I'm new on this form, but hoping someone has some info regarding Capital Gains Tax and the Foreign Earned Income Tax Worksheet. 

I earned $92,615 and excluded all of it from the max allowed of 102,100 for 2017.

I also sold a property and have Capital Gains of $52,039.

My question is, on the FEITW, Line 2b, can I enter $9485 here? (the remainder of the maximum of the $102,100 - my income of 92,615)

Any help here would be totally appreciated!

Dave


----------



## Bevdeforges (Nov 16, 2007)

No.

The Foreign Earned Income Exclusion applies only to "earned income" (i.e. salary and salary-like income). Capital gains are considered "unearned income" and for tax relief, you can only use the Foreign Tax Credit (for taxes you paid on the capital gain in your country of residence).
Cheers,
Bev


----------



## kofudave (Jun 1, 2018)

Thanks for the quick and useful response Bev.

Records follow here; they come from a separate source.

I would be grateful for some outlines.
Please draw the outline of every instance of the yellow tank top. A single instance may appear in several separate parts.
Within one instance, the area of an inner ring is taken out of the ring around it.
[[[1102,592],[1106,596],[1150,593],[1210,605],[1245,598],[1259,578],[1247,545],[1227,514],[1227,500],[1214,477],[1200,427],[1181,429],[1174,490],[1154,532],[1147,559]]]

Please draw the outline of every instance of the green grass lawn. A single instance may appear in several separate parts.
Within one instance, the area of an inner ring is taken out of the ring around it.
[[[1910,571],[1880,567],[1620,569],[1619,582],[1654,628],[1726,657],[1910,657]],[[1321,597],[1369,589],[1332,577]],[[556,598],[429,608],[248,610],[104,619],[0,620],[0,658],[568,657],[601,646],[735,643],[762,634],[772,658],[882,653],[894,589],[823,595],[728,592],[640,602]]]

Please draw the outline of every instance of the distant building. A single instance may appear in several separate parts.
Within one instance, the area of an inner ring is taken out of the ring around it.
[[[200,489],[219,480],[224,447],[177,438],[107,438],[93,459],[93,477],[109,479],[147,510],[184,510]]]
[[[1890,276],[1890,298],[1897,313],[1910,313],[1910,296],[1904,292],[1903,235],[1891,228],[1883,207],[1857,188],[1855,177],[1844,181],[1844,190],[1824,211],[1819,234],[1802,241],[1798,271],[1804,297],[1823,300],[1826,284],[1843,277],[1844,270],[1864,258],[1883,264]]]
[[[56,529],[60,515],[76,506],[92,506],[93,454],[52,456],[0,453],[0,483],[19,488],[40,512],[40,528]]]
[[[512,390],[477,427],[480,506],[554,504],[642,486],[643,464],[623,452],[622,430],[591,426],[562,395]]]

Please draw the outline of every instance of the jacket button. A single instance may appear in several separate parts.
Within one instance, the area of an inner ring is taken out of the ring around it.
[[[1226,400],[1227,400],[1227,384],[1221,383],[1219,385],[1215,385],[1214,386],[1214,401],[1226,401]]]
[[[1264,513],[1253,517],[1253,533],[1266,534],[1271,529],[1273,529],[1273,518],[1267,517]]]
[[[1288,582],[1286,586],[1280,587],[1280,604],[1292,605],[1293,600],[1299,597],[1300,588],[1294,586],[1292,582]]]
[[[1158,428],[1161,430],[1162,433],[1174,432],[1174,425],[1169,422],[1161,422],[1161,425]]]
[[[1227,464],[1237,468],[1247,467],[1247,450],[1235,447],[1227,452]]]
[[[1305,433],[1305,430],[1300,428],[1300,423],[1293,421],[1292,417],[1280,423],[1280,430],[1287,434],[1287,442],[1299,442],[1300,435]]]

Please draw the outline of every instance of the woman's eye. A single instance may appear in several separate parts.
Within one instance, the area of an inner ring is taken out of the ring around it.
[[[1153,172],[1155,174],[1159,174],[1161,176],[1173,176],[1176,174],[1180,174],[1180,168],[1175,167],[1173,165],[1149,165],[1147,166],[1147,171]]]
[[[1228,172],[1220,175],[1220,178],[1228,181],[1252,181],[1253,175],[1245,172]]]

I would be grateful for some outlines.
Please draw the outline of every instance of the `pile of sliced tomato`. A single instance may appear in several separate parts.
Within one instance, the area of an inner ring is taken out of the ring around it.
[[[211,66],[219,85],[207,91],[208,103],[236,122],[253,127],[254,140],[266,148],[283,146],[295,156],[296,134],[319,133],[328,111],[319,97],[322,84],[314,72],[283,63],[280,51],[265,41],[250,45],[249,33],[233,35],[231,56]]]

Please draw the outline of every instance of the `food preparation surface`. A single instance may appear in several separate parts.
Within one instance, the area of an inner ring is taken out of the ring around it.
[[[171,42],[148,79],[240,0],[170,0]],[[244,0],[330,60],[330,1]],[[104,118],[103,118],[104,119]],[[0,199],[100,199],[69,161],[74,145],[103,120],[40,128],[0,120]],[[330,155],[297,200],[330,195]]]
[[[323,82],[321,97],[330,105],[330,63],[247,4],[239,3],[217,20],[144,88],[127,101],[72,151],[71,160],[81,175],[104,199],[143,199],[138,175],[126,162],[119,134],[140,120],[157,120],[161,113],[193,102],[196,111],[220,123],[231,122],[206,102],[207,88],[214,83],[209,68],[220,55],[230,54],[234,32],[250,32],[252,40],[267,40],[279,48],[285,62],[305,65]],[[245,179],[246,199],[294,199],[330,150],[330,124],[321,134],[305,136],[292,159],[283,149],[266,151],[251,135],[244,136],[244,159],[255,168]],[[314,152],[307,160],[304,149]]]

I have now completed the FEIE Worksheet and according to the instructions I must add my excluded income to the Capital Gains(appox. 92K income plus 52K CG = 144K, requiring me to calculate using the 28% tax rate for total income, which then is used in the FEIEWorksheet to calculate CG tax)...and the final tax owed shows about 23%, yet everything I have read shows that 15% is the norm of CG. I can't find an explanation for this...am wondering if this higher rate is because I live overseas and use the FEIE?


----------



## Bevdeforges (Nov 16, 2007)

I'd take a look through this document https://www.irs.gov/taxtopics/tc409 but I always thought that the capital gains are handled separately from regular income and thus subject to the 15% rate (or the 20% rate if you have gobs of other income).
Cheers,
Bev


----------



## kofudave (Jun 1, 2018)

Bev...thanks heaps for the link! It was complicated, but the was finally able to get the right worksheet filled out...in my case, since I used the FEIE I needed to follow all CG worksheets associated with the FEIE. After filling them all out my total tax was around 10%, not 23%. Thanks again for your link and quick replies! 

Dave


----------